Hi!
Looking at some of the changes proposed with the new support of Intel
Sandybridge and Ivybridge, combined with my previous design choices made
with support of Intel Hyper-Threading for NetBurst architectures and SMP
generally, made me share my thoughts of the Coreboot stage -layout.
So there is currently bootblock, romstage, ramstage and payload, in that
specific order. I have identified a few issues that would need to be
worked on.
1. Built-in-self test failures
On (Intel) SMP system only BSP CPU failure is detected and possibly
reported. I think architecture allows that BSP CPU is not the same
physical core across power-cycles. One should consistently either be
redundant or die on single CPU failure.
2. Serial console
This is initialized in romstage and requires working cache to work. If
due to a BIST failure or bad cache-as-ram init code, cache fails to
work, there is no console.
3. Microcode updates
The "tiny" bootblock doesn't seem like the correct place for microcode
updates.
4. Cache coherency
MTRR setup should be consistent across all CPUs. If all CPUs are started
for microcode updates before ramstage, they should fix their MTRRs too.

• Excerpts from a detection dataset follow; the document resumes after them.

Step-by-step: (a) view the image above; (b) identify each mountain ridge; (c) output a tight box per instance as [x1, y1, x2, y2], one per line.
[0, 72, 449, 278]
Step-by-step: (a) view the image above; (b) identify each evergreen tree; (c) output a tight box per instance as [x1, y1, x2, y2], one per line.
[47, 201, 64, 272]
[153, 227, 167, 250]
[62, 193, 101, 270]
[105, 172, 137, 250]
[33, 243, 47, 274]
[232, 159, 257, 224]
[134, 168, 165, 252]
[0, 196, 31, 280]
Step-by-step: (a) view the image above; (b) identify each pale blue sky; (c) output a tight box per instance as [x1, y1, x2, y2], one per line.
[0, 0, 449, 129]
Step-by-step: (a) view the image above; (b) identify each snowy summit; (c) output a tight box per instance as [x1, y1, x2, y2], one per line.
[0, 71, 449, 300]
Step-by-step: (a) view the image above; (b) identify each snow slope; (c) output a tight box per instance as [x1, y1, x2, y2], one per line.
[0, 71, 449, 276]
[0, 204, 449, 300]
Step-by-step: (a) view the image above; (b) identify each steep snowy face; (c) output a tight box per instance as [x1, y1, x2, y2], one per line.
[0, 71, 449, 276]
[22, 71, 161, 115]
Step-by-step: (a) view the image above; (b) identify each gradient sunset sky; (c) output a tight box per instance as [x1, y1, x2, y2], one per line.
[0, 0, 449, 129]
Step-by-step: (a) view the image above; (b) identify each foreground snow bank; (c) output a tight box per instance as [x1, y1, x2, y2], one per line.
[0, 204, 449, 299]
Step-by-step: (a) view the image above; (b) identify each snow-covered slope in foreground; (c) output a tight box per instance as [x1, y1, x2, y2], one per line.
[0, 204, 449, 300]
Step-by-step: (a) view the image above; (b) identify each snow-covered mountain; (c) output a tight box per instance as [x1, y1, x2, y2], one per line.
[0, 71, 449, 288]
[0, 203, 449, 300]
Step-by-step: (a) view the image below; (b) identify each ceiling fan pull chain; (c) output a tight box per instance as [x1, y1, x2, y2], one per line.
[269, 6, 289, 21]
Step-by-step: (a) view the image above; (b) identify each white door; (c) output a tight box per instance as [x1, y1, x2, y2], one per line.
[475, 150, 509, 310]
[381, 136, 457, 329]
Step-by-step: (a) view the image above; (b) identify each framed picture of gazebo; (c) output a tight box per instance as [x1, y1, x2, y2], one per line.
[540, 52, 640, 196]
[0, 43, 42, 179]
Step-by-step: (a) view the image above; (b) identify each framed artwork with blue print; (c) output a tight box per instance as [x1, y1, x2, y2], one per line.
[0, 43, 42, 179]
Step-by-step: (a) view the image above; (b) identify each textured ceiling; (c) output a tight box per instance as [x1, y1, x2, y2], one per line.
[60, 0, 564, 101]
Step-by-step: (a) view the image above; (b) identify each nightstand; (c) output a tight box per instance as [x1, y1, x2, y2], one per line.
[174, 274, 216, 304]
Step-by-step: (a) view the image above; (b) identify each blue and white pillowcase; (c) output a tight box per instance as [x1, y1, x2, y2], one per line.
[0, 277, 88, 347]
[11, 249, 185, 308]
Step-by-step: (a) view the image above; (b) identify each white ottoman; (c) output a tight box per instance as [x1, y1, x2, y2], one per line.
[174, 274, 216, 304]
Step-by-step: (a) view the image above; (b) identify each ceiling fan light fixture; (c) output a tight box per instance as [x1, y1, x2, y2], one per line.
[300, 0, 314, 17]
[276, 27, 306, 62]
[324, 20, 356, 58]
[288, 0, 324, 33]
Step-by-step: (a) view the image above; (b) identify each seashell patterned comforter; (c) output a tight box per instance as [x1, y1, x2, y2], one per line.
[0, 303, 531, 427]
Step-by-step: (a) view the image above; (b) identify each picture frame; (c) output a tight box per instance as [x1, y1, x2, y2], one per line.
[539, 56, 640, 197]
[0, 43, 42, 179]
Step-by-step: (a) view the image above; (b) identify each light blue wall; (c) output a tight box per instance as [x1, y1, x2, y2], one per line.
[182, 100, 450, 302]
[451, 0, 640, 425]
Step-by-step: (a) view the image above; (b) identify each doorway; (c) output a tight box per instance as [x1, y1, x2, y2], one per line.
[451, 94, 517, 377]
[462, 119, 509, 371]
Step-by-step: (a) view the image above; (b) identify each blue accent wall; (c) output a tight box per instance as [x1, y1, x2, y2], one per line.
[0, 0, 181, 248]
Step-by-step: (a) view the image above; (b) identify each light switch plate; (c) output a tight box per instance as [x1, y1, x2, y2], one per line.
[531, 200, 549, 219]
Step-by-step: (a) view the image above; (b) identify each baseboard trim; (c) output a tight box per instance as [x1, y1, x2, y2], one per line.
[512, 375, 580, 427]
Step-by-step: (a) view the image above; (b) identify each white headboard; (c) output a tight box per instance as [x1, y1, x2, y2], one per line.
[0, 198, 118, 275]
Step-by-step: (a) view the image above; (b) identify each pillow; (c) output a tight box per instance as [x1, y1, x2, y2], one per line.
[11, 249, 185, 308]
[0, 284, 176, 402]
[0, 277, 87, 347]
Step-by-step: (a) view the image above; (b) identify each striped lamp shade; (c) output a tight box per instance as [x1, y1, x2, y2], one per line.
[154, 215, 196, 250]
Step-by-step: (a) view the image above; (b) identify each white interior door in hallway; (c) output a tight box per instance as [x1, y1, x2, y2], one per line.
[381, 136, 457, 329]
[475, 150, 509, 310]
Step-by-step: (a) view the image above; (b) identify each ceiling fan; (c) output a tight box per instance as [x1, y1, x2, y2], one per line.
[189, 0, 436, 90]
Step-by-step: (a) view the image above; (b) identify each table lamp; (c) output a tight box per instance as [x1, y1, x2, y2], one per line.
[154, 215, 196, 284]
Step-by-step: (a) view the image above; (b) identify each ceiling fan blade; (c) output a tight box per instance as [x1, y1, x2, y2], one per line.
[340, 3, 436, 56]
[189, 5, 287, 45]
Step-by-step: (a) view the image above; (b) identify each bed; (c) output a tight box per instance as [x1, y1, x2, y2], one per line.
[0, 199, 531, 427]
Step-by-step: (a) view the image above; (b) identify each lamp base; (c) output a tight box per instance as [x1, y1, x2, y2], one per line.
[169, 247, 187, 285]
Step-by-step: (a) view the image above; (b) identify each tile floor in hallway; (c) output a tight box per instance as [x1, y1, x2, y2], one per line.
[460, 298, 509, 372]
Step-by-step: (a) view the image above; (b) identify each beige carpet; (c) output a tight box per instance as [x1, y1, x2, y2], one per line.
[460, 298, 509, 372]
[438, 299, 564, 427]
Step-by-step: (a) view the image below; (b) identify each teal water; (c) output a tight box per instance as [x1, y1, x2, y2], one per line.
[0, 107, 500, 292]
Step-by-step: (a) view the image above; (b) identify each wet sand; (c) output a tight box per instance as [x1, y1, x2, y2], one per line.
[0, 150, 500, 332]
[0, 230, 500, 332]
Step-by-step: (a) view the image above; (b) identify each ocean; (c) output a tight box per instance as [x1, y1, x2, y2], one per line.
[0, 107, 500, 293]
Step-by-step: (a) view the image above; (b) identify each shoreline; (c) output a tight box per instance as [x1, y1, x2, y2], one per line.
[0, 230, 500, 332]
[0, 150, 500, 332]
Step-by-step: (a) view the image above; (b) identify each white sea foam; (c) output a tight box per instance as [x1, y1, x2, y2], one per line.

Even then, pre-ram spinlocks may be impossible to implement, so pre-ram
SMP operation is very, very restricted.
5. XIP alignment
If 4 variable MTRRs were used in pre-ram execution environment for XIP,
there would be no alignment requirement on the placement of XIP romstage
in Flash ROM. Such runtime MTRR setup code is around 512 bytes and cache
footprint would extend at most 30% over the actual romstage size.
A single MTRR setup may reserve almost twice the actual size of a
romstage in both flash and cache memory.
6. Bypassing raminit
One may want to start his Coreboot conversion job from something less
complex than raminit, like setting up PCI device tree. With the amount
of cache on modern CPUs, one could probably run libpayload -apps from
cache. One such a nice app would be zmodem download of raminit.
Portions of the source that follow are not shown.